Le business dynamique des armes pour enfants aux États-Unis
Une marque américaine, Crickett, s’est spécialisée dans la vente d’armes pour les enfants.
Inconcevable en Europe, le port d’armes à feu par de jeunes enfants est une réalité aux États-Unis. Ce véritable phénomène de société a interpellé le monde entier après le drame survenu ce mardi dans le Kentucky: un petit Américain de 5 ans qui jouait avec un fusil reçu en cadeau d’anniversaire un an plus tôt a tué sa sœur cadette âgée de 2 ans. Le médecin légiste en charge du dossier explique que «c’est un fusil pour enfant, de la marque Crickett. Le petit garçon avait l’habitude de tirer avec».
Au-delà de l’horreur suscitée par ce fait divers, l’accident met en lumière le business florissant de Crickett, une marque spécialisée dans la vente d’armes pour les enfants de 4 à 10 ans. La filiale de l’entreprise familiale Keystone Sporting Arms se targue de proposer «des armes à feu de qualité pour la jeunesse américaine».
Un concept qui a fait fureur outre-Atlantique où le second amendement de la Constitution, qui autorise le port d’armes à feu, est sacré. Ainsi, selon le site Internet du groupe, les fondateurs Bill McNeal et son fils Steve McNeal ont commencé à fabriquer des armes dédiées aux enfants en 1996. Ils engageaient alors 4 salariés pour une production annuelle de 4000 fusils. Aujourd’hui, Crickett compte près de 70 personnes et conçoit 60.000 fusils pour enfants par an, selon les chiffres de 2008. Signe que le fusil pour enfants est en plein essor: il est aujourd’hui commercialisé chez Walmart, première chaîne de supermarchés et premier employeur aux États-Unis.
Mécanique bien rodée
Il faut dire que la mécanique mise en place par Crickett est bien rodée. Son slogan est éloquent: «Crickett, ma première carabine», le nom de la gamme de produits pour enfants l’est tout autant: «mon premier fusil». Les parents y trouvent ainsi des modèles roses pour les filles, bleus pour les garçons ou façon camouflage pour coller au plus près des armes détenues par les parents… Les prix de ces objets enfantins sont abordables: le modèle de fusil utilisé lors du drame coûte près de 150 dollars (soit 115 euros), un peu moins cher que la «Maison de rêve Barbie»… La société fournit en outre des pièces de rechange: pour une crosse rose, il faudra débourser 40 dollars (30 euros).

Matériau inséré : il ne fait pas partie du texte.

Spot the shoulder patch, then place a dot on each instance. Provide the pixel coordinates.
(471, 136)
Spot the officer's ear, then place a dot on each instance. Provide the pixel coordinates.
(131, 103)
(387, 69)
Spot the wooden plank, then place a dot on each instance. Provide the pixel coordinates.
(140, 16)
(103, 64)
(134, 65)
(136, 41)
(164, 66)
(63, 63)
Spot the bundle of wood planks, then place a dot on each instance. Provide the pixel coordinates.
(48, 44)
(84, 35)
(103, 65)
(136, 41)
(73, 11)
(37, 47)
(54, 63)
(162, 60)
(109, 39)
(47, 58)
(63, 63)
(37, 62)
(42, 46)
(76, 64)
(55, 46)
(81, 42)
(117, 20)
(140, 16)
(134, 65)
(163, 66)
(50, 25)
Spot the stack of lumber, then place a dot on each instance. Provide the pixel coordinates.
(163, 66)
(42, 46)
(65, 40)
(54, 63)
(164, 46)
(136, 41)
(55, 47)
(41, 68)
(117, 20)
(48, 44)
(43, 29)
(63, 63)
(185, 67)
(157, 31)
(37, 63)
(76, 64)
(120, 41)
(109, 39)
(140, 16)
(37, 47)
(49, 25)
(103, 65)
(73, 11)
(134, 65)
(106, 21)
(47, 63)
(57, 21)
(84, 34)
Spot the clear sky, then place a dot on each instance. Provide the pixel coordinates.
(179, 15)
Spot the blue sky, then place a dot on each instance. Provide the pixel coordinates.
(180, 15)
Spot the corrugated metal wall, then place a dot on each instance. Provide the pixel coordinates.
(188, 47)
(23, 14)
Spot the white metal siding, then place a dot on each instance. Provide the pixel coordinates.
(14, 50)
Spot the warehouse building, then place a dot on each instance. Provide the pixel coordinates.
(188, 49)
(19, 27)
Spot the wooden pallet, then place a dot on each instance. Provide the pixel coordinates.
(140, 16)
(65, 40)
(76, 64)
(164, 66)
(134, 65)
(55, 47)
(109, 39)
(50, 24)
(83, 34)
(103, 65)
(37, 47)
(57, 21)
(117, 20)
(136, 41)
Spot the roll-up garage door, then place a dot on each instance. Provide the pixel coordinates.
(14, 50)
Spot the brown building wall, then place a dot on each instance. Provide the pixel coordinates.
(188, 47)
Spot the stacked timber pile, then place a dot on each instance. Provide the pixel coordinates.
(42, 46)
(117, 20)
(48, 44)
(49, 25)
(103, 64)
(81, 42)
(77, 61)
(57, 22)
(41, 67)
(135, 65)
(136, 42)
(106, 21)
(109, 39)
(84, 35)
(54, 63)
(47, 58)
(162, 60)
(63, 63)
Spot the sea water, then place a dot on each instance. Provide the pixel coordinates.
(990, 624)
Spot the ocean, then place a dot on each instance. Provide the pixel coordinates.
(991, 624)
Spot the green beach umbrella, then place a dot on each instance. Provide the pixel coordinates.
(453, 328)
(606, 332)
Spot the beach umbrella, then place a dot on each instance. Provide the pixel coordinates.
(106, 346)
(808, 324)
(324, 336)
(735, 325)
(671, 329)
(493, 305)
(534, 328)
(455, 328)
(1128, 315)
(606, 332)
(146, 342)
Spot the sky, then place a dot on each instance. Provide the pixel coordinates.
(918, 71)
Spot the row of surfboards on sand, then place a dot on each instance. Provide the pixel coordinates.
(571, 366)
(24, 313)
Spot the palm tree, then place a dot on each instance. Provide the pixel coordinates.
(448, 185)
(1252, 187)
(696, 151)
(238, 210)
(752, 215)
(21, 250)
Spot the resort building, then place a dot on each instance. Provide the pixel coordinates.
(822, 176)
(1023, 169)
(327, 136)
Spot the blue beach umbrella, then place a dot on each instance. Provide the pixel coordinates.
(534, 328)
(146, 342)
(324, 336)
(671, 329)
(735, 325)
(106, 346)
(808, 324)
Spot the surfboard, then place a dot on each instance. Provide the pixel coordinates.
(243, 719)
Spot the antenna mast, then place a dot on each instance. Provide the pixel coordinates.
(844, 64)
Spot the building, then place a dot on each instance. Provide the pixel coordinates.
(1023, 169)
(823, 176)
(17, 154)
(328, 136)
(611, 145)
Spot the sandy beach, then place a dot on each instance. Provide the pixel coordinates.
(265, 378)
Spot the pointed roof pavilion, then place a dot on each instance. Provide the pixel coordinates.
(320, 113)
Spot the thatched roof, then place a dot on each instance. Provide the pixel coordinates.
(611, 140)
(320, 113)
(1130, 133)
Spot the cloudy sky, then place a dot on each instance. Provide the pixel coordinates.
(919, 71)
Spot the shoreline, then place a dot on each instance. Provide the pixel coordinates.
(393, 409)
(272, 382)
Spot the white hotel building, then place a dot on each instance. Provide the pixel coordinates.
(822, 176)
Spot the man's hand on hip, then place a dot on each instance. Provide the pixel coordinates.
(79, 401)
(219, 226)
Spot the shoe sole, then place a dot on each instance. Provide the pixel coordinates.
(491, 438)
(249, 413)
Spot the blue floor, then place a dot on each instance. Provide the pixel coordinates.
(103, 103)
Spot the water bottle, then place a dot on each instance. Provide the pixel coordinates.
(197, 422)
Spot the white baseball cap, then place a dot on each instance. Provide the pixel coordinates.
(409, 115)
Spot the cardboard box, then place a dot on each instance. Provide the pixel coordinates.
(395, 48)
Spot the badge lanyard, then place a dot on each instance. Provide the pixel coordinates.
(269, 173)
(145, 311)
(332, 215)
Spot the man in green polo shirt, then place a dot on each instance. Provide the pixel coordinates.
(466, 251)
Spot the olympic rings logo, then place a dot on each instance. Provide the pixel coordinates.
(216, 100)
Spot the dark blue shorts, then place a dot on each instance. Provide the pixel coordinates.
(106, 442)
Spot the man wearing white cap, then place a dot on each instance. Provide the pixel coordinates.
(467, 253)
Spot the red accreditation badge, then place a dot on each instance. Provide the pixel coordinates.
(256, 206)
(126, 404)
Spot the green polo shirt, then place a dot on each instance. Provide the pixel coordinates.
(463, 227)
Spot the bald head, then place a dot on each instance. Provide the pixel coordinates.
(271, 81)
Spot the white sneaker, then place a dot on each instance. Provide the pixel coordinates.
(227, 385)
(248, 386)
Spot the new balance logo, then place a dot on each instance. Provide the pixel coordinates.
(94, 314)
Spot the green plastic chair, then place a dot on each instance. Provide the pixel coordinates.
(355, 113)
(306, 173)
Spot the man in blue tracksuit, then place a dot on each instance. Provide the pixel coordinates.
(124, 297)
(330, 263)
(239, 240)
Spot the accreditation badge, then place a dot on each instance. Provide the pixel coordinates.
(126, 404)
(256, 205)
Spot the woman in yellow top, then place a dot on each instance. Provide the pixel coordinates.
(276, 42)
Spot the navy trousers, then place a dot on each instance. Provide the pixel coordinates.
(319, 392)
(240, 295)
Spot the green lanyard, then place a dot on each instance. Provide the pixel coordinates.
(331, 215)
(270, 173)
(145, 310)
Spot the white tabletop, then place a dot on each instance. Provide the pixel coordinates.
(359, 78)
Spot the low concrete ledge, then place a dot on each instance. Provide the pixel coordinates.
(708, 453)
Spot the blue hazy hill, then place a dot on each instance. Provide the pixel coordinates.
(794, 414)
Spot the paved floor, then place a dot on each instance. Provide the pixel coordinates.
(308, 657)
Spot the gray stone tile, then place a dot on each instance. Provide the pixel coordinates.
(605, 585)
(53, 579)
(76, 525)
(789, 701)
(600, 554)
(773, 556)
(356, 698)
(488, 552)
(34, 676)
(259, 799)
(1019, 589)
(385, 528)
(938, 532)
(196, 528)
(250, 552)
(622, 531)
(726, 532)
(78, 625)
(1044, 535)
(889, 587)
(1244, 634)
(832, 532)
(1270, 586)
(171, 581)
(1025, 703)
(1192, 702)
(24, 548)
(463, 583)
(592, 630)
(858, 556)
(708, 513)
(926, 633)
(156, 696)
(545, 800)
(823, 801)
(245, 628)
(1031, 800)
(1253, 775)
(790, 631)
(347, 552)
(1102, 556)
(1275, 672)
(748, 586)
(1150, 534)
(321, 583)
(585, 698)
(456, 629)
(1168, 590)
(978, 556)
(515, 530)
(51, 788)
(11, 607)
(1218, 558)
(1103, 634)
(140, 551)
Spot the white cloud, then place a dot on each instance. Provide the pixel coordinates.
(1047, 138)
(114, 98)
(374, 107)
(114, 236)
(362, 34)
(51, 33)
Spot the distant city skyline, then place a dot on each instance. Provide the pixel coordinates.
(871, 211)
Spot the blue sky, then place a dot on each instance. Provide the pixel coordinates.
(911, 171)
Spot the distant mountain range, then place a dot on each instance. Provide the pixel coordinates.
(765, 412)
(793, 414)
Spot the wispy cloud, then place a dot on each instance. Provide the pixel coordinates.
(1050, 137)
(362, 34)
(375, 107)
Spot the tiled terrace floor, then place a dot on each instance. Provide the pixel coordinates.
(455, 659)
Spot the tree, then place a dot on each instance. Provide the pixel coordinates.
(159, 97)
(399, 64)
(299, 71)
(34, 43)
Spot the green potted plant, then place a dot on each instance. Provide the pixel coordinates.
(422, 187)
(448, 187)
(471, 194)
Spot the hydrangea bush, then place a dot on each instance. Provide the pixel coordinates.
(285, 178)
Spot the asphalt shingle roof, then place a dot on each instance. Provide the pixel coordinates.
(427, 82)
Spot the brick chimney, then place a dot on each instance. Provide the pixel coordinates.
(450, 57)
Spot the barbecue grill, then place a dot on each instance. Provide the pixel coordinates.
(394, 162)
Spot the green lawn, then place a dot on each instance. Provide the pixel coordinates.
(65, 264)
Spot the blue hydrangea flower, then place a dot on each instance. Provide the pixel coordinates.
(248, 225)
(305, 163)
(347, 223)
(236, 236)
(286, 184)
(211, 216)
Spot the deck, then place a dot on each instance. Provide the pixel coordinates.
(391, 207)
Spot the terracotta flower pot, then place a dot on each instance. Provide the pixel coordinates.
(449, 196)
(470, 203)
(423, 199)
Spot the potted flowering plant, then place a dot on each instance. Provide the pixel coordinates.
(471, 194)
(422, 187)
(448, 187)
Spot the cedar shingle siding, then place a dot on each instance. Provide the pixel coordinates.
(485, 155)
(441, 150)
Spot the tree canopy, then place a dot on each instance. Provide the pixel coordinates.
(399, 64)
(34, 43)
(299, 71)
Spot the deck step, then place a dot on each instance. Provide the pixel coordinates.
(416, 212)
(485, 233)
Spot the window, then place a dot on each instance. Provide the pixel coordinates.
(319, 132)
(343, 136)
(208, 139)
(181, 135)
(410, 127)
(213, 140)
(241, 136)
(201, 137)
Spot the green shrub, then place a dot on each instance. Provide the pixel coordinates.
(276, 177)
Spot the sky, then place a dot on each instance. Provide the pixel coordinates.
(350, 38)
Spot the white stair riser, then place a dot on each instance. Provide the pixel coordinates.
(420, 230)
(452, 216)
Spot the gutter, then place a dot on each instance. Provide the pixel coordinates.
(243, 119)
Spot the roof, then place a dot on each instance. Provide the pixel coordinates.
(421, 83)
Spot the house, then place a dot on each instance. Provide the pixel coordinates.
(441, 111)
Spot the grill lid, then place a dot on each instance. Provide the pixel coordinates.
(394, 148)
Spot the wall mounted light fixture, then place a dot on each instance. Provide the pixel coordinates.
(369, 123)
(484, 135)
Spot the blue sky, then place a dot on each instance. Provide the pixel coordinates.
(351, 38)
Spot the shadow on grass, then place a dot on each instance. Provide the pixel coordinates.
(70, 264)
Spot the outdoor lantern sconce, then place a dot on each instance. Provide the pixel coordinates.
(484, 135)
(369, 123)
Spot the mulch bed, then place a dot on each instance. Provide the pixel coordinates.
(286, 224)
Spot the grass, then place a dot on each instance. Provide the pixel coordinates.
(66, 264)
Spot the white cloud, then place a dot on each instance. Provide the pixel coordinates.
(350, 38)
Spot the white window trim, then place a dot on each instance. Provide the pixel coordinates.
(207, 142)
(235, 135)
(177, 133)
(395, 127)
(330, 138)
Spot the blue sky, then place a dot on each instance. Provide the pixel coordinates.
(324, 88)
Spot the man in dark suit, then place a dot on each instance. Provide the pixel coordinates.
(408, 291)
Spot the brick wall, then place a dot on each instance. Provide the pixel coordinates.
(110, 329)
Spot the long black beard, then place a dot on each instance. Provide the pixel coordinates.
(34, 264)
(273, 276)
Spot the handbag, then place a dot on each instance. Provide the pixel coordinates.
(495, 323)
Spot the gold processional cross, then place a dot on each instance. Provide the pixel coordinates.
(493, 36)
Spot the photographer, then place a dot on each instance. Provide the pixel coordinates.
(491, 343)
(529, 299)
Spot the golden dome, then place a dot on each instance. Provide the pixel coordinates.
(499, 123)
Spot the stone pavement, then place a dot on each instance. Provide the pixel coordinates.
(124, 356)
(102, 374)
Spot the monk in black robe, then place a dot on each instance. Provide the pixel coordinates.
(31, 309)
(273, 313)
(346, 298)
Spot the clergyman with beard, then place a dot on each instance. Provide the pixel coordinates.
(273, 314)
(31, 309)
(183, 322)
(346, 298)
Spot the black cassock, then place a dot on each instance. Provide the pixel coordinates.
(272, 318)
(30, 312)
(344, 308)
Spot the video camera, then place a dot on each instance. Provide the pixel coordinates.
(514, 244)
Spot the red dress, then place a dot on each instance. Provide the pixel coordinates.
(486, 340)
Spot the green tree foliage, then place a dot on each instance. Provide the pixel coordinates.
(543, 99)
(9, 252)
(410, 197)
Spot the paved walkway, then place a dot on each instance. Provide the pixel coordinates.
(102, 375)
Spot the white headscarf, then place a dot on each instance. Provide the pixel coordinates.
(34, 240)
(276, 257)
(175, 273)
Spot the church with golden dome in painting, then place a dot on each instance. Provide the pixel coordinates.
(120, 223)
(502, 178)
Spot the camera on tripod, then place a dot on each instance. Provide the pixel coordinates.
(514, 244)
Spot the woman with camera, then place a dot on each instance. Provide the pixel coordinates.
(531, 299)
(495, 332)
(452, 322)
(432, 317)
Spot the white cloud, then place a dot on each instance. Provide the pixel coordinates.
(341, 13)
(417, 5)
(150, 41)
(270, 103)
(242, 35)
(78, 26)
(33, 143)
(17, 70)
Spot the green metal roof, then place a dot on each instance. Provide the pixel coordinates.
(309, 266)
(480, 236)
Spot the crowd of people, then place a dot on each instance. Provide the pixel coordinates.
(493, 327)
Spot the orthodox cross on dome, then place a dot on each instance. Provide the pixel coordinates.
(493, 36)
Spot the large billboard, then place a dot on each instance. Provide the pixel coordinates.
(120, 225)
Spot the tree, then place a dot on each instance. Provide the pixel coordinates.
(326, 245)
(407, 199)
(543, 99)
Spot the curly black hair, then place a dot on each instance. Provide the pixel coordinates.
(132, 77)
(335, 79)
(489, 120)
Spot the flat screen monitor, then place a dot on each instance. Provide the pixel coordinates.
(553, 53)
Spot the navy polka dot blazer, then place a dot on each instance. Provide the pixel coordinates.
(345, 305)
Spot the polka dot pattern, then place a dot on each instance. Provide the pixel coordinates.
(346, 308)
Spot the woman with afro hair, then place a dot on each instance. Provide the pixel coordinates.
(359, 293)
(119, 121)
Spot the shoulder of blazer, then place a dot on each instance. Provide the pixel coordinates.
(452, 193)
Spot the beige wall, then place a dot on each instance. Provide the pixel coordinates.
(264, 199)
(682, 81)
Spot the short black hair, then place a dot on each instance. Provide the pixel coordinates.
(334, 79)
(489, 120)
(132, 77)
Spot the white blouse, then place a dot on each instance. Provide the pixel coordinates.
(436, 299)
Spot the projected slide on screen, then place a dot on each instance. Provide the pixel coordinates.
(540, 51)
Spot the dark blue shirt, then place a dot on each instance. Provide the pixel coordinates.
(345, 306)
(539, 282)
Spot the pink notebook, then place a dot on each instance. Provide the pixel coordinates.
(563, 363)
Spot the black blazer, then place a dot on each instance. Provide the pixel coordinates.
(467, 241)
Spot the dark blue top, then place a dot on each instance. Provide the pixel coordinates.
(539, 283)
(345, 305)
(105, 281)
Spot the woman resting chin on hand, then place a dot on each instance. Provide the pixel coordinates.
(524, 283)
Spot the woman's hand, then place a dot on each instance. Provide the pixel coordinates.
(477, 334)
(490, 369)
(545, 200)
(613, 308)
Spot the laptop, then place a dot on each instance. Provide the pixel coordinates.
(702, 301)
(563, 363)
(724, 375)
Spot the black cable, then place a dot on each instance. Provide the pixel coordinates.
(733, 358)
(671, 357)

Crickett ne s’arrête pas là: le groupe propose la panoplie complète du parfait tireur. On trouve ainsi des livres au nom évocateur: My first rifle book («Mon premier livre de fusils»), des vestes de chasse, des casquettes ou encore des boucles de ceinture. Par ailleurs, fidèle au «mythe» de l’Amérique des grands espaces, des romans mettent en scène le petit Jack qui poursuit des ours dans la forêt ou qui effectue un périple en Alaska.
Et le groupe est particulièrement actif sur la Toile. Il dispose d’une chaîne YouTube avec des vidéos qui défendent l’intérêt des armes à feu. Un groupe Facebook et la page «My First Rifle» ont toutefois été supprimés après le drame de mardi. Par ailleurs, le site du groupe est aujourd’hui inaccessible. Reste à savoir si cette tragédie va remettre en cause la folle croissance du spécialiste des armes à feu pour enfants. La tuerie de Newtown dans le Connecticut, qui a coûté la vie à vingt enfants et six adultes en décembre dernier, a déjà relancé le débat national sur la détention d’armes. Mais la National Rifle Association (NRA), le lobby des armes à feu aux États-Unis, se réunit en cette fin de semaine pour faire entendre sa voix… et ses intérêts.